Le ricerche trasversali su flussi di dati, sul recupero di rifiuti elettronici, le interfacce virtuali o lo sfruttamento delle foreste (solo per citarne alcune) di studi come Metahaven o Formafantasma, ci dimostrano, ancora una volta, che anche grazie al progetto è possibile modificare i mondi esistenti e costruirne di nuovi e di diversi.

Tempo fa, una designer mi ha raccontato di aver consigliato alla cugina, neo-diplomata e indecisa, di non scegliere la Scuola di Design ma piuttosto di studiare chimica e poi diventare designer, perché tanto il mestiere del designer in qualche maniera si fa. Nonostante fossi d’accordo sul fatto che per diventare progettista non sia necessario avere grosse nozioni e che attualmente per un designer sia faticoso trovare un adeguato riconoscimento professionale, mi sono sentita di dissentire perché credo che il design aiuti a sviluppare capacità innate che – ahimè – la consapevolezza dell’età adulta tende ad atrofizzare.

Il design ci insegna a essere più curiosi, a porci domande, ad osservare per imparare e a trovare metodi alternativi; ci porta a prendere decisioni (a volte in tempi molto brevi), ci allena a selezionare nel mucchio e ci educa a comunicare nel modo più universale possibile, mettendo in relazione mondi diversi e apparentemente distanti. Il designer dialoga con il fabbro, il vetraio e il falegname, ma anche con filosofi, fotografi e direttori di musei, capitani d’industria ed editori.
Insomma, non vorrei finire nel frasi-fattismo de “il nuoto è uno sport completo”, ma è vero che attraverso il progetto impariamo ad applicare un modus pensandi e operandi per migliorare il nostro quotidiano, nel vero senso della parola.
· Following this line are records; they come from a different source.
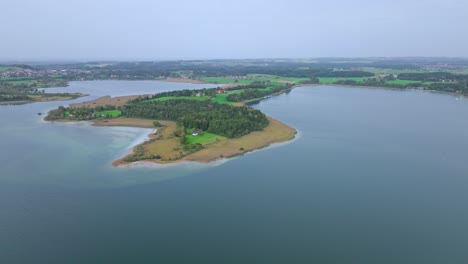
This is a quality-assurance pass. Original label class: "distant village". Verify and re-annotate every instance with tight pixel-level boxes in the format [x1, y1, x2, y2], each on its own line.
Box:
[0, 68, 94, 79]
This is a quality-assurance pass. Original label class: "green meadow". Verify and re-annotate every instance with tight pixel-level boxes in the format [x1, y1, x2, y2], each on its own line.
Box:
[96, 110, 122, 118]
[383, 79, 423, 85]
[185, 131, 226, 145]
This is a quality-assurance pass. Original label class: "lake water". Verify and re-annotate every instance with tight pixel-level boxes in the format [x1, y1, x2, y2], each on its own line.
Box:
[2, 81, 468, 263]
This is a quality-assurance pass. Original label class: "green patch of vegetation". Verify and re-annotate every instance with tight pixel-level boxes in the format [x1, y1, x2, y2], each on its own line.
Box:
[96, 110, 122, 118]
[211, 93, 234, 104]
[257, 86, 274, 92]
[384, 79, 422, 85]
[212, 89, 245, 104]
[147, 96, 210, 102]
[185, 130, 226, 145]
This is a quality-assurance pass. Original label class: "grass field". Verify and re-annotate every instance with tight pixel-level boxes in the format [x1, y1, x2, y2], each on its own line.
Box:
[96, 110, 122, 118]
[212, 93, 232, 104]
[384, 79, 423, 85]
[212, 90, 244, 104]
[147, 96, 210, 102]
[185, 131, 226, 145]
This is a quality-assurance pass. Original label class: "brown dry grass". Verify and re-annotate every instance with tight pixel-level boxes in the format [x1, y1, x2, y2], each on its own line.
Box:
[70, 95, 139, 108]
[112, 120, 191, 165]
[110, 116, 296, 166]
[140, 121, 187, 161]
[182, 117, 296, 162]
[92, 117, 155, 128]
[30, 94, 87, 102]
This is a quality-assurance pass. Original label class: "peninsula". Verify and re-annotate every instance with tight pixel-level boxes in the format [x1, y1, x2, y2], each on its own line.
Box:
[6, 58, 468, 165]
[45, 80, 298, 165]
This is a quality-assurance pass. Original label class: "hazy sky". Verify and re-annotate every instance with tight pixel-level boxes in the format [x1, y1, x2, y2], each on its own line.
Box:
[2, 0, 468, 60]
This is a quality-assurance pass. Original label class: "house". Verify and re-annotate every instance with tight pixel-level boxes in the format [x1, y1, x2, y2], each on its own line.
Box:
[192, 132, 199, 136]
[216, 89, 225, 94]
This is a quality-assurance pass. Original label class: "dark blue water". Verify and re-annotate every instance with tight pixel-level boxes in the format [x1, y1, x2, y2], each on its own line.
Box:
[2, 83, 468, 263]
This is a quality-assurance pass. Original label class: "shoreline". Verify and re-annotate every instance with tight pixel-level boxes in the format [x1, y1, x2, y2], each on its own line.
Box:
[45, 78, 464, 168]
[163, 78, 207, 84]
[301, 83, 466, 98]
[47, 116, 295, 167]
[109, 116, 297, 166]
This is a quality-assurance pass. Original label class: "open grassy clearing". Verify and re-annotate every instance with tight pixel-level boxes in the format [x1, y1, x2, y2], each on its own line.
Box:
[185, 131, 226, 145]
[212, 89, 244, 104]
[96, 110, 122, 118]
[383, 79, 423, 85]
[211, 93, 232, 104]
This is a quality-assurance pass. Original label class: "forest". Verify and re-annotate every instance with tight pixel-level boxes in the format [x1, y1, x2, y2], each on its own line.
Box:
[46, 99, 269, 138]
[123, 100, 269, 138]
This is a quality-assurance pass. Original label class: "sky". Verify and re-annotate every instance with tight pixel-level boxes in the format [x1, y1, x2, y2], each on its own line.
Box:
[1, 0, 468, 60]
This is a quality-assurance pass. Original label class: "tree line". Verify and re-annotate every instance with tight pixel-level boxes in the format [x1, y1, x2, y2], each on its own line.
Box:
[122, 100, 269, 138]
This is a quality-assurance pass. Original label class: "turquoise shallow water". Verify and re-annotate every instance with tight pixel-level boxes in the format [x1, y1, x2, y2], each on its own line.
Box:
[1, 82, 468, 263]
[1, 81, 222, 188]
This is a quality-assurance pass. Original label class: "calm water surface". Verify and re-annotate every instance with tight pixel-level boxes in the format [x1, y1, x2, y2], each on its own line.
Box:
[1, 82, 468, 263]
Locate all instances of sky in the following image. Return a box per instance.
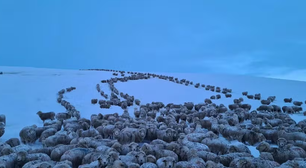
[0,0,306,81]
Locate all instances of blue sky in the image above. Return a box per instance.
[0,0,306,80]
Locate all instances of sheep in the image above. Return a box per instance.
[242,91,248,96]
[292,106,303,113]
[239,104,251,111]
[21,160,56,168]
[55,112,72,121]
[156,156,176,168]
[225,93,232,98]
[81,152,111,166]
[205,98,212,104]
[247,95,254,99]
[201,138,229,155]
[16,151,51,167]
[114,127,146,144]
[78,128,100,138]
[271,105,282,112]
[0,126,4,138]
[140,163,157,168]
[261,99,271,105]
[177,134,210,152]
[257,105,273,112]
[42,133,72,147]
[60,148,93,168]
[39,128,57,142]
[233,99,241,104]
[37,111,55,122]
[119,142,140,155]
[230,157,277,168]
[242,130,266,145]
[100,124,117,139]
[266,96,276,102]
[228,104,239,111]
[156,128,175,143]
[254,93,261,100]
[19,124,38,144]
[106,160,127,168]
[259,152,274,161]
[284,98,293,103]
[0,115,5,126]
[219,153,253,167]
[5,138,20,147]
[228,143,251,154]
[278,130,306,142]
[184,102,194,110]
[50,145,77,161]
[119,151,147,166]
[282,106,294,113]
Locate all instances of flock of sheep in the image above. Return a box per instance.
[1,69,306,168]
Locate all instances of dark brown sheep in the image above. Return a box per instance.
[284,98,293,103]
[247,95,254,99]
[293,101,303,106]
[91,99,98,104]
[37,111,55,122]
[225,93,232,98]
[242,91,248,96]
Perché il design opera proprio nelle pieghe della vita di tutti i giorni.

Con molta probabilità, arrivati fin qui, la vostra confusione sul senso del design si è acuita. Per farmi perdonare vi lascio un altro suggerimento da giocarvi durante la design week (magari mentre starete stappando con il cavatappi di Alessandro Mendini l’ennesima birra seduti sulla sedia dei Bouroullec): citate uno dei giganti del progetto, Enzo Mari, che diceva «tutti dovrebbero progettare per evitare di essere progettati». Perché il design è tutto qui, nell’imparare a progettare la propria vita.